From: Pratyush Yadav <pratyush@kernel.org>
To: Jason Gunthorpe <jgg@nvidia.com>
Cc: Pasha Tatashin <pasha.tatashin@soleen.com>,
pratyush@kernel.org, jasonmiu@google.com, graf@amazon.com,
changyuanl@google.com, rppt@kernel.org, dmatlack@google.com,
rientjes@google.com, corbet@lwn.net, rdunlap@infradead.org,
ilpo.jarvinen@linux.intel.com, kanie@linux.alibaba.com,
ojeda@kernel.org, aliceryhl@google.com, masahiroy@kernel.org,
akpm@linux-foundation.org, tj@kernel.org,
yoann.congal@smile.fr, mmaurer@google.com,
roman.gushchin@linux.dev, chenridong@huawei.com,
axboe@kernel.dk, mark.rutland@arm.com, jannh@google.com,
vincent.guittot@linaro.org, hannes@cmpxchg.org,
dan.j.williams@intel.com, david@redhat.com,
joel.granados@kernel.org, rostedt@goodmis.org,
anna.schumaker@oracle.com, song@kernel.org,
zhangguopeng@kylinos.cn, linux@weissschuh.net,
linux-kernel@vger.kernel.org, linux-doc@vger.kernel.org,
linux-mm@kvack.org, gregkh@linuxfoundation.org,
tglx@linutronix.de, mingo@redhat.com, bp@alien8.de,
dave.hansen@linux.intel.com, x86@kernel.org, hpa@zytor.com,
rafael@kernel.org, dakr@kernel.org,
bartosz.golaszewski@linaro.org, cw00.choi@samsung.com,
myungjoo.ham@samsung.com, yesanishhere@gmail.com,
Jonathan.Cameron@huawei.com, quic_zijuhu@quicinc.com,
aleksander.lobakin@intel.com, ira.weiny@intel.com,
andriy.shevchenko@linux.intel.com, leon@kernel.org,
lukas@wunner.de, bhelgaas@google.com, wagi@kernel.org,
djeffery@redhat.com, stuart.w.hayes@gmail.com,
lennart@poettering.net, brauner@kernel.org,
linux-api@vger.kernel.org, linux-fsdevel@vger.kernel.org,
saeedm@nvidia.com, ajayachandra@nvidia.com, parav@nvidia.com,
leonro@nvidia.com, witu@nvidia.com
Subject: Re: [PATCH v3 29/30] luo: allow preserving memfd
Date: Wed, 27 Aug 2025 17:03:55 +0200 [thread overview]
Message-ID: <mafs0bjo0yffo.fsf@kernel.org> (raw)
In-Reply-To: <20250826162019.GD2130239@nvidia.com>
Hi Jason,
Thanks for the review.
On Tue, Aug 26 2025, Jason Gunthorpe wrote:
> On Thu, Aug 07, 2025 at 01:44:35AM +0000, Pasha Tatashin wrote:
>
>> + /*
>> + * Most of the space should be taken by preserved folios.
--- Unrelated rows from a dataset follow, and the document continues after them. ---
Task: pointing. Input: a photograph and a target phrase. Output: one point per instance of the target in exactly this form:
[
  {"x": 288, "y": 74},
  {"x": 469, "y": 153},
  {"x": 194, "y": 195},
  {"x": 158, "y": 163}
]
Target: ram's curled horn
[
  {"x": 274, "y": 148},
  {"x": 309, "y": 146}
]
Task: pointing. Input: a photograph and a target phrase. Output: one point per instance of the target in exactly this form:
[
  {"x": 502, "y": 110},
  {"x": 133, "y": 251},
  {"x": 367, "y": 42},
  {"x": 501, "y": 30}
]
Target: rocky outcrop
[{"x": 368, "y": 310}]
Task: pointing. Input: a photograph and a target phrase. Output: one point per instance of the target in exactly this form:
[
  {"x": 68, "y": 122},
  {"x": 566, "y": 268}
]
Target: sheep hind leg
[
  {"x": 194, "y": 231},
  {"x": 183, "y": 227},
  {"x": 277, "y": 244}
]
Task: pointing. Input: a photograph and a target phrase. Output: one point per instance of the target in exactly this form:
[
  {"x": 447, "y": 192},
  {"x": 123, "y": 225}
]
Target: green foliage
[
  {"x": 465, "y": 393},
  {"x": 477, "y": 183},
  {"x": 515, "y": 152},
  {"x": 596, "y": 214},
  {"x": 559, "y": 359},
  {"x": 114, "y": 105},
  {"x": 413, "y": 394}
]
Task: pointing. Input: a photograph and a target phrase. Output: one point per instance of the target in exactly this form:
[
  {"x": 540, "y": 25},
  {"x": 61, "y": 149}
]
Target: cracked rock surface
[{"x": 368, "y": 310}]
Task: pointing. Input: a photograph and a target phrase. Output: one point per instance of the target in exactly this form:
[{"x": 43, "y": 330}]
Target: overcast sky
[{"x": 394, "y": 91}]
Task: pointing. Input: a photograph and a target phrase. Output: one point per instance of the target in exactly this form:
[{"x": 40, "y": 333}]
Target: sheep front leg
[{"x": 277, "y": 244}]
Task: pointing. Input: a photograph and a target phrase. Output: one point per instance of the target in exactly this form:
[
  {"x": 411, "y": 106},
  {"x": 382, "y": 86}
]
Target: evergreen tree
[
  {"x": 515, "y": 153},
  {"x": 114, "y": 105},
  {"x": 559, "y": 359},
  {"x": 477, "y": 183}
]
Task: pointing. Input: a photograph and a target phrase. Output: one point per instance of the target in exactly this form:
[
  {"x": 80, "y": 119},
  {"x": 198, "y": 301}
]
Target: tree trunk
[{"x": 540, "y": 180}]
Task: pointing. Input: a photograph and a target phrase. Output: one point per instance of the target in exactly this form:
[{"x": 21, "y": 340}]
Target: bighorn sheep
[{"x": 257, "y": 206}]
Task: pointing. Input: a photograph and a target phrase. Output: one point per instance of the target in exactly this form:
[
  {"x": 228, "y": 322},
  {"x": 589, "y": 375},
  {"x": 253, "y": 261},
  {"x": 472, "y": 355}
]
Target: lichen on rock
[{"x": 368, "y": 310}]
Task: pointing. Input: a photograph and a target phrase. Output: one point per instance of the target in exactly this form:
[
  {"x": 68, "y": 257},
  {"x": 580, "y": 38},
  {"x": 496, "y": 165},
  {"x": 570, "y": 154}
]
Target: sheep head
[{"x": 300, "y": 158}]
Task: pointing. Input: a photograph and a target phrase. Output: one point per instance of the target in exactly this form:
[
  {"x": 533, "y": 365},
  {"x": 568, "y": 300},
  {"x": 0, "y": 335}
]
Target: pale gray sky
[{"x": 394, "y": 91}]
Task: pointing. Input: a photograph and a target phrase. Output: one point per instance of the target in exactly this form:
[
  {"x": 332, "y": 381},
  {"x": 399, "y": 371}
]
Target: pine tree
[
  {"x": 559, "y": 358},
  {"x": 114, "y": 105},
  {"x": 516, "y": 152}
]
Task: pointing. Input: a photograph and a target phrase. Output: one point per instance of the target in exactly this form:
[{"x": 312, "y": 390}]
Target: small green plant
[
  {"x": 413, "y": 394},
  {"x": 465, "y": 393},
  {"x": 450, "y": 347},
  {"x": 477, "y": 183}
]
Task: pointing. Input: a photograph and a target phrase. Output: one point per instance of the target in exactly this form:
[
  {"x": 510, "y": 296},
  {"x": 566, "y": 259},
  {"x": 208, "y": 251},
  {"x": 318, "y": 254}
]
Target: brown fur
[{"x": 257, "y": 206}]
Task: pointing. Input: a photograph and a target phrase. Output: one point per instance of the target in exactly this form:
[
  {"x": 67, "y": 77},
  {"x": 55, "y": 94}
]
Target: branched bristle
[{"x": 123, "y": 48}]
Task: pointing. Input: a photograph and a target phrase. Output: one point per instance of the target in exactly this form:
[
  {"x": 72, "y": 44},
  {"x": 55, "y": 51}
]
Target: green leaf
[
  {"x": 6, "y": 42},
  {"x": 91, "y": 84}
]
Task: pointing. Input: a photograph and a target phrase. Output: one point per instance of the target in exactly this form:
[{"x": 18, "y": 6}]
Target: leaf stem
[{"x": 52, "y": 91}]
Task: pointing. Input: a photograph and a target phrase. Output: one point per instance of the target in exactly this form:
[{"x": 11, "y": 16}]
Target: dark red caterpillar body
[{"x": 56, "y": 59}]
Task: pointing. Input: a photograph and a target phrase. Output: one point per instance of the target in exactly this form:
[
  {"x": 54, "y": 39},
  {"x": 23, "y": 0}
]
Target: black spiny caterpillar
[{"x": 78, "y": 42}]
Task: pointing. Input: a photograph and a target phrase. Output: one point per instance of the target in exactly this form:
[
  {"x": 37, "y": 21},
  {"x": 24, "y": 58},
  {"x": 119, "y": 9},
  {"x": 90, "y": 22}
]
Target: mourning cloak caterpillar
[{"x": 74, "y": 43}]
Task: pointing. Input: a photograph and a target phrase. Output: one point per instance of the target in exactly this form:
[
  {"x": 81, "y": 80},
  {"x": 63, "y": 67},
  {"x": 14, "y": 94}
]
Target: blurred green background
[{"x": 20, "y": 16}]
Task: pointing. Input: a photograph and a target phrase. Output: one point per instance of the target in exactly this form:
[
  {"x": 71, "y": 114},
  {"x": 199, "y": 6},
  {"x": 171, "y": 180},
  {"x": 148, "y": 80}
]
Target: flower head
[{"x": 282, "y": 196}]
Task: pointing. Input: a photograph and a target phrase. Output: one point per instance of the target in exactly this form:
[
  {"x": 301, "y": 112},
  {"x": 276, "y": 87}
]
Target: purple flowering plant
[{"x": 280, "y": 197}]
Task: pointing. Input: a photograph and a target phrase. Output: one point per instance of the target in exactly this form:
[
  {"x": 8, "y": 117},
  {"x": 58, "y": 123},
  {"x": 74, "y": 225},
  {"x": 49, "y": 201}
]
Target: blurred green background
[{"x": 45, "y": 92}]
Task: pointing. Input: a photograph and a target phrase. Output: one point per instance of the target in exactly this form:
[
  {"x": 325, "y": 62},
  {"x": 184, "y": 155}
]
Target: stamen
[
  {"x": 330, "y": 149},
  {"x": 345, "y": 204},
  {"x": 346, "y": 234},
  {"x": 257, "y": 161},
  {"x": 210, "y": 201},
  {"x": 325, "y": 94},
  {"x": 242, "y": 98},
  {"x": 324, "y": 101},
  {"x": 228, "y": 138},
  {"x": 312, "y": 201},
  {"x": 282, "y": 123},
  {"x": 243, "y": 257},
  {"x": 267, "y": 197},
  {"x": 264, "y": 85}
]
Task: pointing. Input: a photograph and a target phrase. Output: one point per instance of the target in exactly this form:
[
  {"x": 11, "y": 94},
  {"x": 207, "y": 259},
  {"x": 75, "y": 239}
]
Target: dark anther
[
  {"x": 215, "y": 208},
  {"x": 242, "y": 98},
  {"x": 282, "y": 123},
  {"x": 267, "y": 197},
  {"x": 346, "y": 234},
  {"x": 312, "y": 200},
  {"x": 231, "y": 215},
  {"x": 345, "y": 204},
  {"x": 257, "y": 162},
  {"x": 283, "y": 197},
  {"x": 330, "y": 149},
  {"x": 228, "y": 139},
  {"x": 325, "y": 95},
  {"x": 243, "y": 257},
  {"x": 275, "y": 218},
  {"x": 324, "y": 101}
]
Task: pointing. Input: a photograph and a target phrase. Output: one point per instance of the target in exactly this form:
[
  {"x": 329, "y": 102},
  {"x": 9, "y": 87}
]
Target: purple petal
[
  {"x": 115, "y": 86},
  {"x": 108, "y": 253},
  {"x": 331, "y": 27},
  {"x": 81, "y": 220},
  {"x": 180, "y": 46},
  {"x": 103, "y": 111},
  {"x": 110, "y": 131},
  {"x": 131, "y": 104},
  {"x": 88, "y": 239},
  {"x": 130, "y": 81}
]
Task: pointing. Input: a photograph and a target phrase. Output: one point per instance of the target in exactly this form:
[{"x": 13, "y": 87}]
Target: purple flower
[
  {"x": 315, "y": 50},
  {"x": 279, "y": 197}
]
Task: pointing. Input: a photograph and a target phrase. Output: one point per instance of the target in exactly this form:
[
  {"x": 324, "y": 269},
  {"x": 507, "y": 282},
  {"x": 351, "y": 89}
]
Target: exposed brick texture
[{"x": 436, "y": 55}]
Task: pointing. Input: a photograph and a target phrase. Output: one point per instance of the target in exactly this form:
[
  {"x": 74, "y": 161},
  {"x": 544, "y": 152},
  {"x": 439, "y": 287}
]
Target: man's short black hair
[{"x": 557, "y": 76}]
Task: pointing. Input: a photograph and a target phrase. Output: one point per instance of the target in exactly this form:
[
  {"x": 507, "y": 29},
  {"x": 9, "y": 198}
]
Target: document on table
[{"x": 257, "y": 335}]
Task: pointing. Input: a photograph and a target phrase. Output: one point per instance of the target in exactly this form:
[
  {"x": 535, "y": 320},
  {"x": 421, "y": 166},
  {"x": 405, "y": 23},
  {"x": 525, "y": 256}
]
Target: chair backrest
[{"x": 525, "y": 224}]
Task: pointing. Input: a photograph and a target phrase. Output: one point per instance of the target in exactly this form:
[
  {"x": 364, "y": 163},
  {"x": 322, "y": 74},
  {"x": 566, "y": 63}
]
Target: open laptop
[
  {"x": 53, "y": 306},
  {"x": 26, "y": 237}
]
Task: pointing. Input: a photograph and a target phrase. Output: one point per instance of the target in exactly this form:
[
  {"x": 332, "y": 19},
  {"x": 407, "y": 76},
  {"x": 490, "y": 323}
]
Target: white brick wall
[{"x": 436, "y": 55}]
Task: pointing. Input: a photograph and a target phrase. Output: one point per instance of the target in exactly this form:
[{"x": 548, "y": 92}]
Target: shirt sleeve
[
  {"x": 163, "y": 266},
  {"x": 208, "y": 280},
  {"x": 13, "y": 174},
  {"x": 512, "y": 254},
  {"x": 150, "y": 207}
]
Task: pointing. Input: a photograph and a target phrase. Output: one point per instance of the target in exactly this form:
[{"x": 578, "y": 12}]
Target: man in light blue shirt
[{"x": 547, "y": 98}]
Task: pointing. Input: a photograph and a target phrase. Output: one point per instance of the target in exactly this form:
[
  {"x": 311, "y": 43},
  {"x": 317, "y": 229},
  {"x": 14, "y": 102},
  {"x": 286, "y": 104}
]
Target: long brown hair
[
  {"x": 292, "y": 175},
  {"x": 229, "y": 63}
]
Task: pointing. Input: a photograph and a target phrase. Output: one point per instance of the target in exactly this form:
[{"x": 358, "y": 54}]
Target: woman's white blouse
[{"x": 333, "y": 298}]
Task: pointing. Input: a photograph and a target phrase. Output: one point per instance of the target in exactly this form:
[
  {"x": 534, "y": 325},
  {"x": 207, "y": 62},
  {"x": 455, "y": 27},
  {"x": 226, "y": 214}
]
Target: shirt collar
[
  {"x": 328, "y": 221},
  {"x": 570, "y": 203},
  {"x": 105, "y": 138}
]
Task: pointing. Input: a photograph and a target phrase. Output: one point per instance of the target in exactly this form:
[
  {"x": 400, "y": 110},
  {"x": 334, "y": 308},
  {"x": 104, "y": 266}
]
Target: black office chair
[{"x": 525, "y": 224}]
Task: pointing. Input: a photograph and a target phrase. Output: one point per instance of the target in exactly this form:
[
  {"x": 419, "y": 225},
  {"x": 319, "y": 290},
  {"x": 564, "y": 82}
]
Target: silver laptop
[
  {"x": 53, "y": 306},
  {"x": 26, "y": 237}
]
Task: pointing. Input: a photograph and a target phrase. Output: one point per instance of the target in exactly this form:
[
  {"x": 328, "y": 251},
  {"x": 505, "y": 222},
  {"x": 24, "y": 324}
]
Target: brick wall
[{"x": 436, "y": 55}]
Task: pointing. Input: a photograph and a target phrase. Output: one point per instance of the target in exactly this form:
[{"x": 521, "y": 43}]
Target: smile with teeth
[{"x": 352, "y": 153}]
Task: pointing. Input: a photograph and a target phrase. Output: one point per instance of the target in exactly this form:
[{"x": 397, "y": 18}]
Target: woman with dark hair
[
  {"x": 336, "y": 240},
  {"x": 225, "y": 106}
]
So take its
>> + * size, plus a page for other properties.
>> + */
>> + fdt = memfd_luo_create_fdt(PAGE_ALIGN(preserved_size) + PAGE_SIZE);
>> + if (!fdt) {
>> + err = -ENOMEM;
>> + goto err_unpin;
>> + }
>
> This doesn't seem to have any versioning scheme, it really should..
It does. See the "compatible" property.
static const char memfd_luo_compatible[] = "memfd-v1";
static struct liveupdate_file_handler memfd_luo_handler = {
.ops = &memfd_luo_file_ops,
.compatible = memfd_luo_compatible,
};
This goes into the LUO FDT:
static int luo_files_to_fdt(struct xarray *files_xa_out)
[...]
xa_for_each(files_xa_out, token, h) {
[...]
ret = fdt_property_string(luo_file_fdt_out, "compatible",
h->fh->compatible);
So this function only gets called for the version 1.
>
>> + err = fdt_property_placeholder(fdt, "folios", preserved_size,
>> + (void **)&preserved_folios);
>> + if (err) {
>> + pr_err("Failed to reserve folios property in FDT: %s\n",
>> + fdt_strerror(err));
>> + err = -ENOMEM;
>> + goto err_free_fdt;
>> + }
>
> Yuk.
>
> This really wants some luo helper
>
> 'luo alloc array'
> 'luo restore array'
> 'luo free array'
>
> Which would get a linearized list of pages in the vmap to hold the
> array and then allocate some structure to record the page list and
> return back the u64 of the phys_addr of the top of the structure to
> store in whatever.
>
> Getting fdt to allocate the array inside the fds is just not going to
> work for anything of size.
Yep, I agree. This version already runs into size limits of around 1 GiB
due to the FDT being limited to MAX_PAGE_ORDER, since that is the
largest contiguous piece of memory folio_alloc() can give us. On top,
FDT is only limited to 32 bits. While very large, it isn't unreasonable
to expect metadata exceeding that for some use cases (4 GiB is only 0.4%
of 1 TiB and there are systems a lot larger than that around).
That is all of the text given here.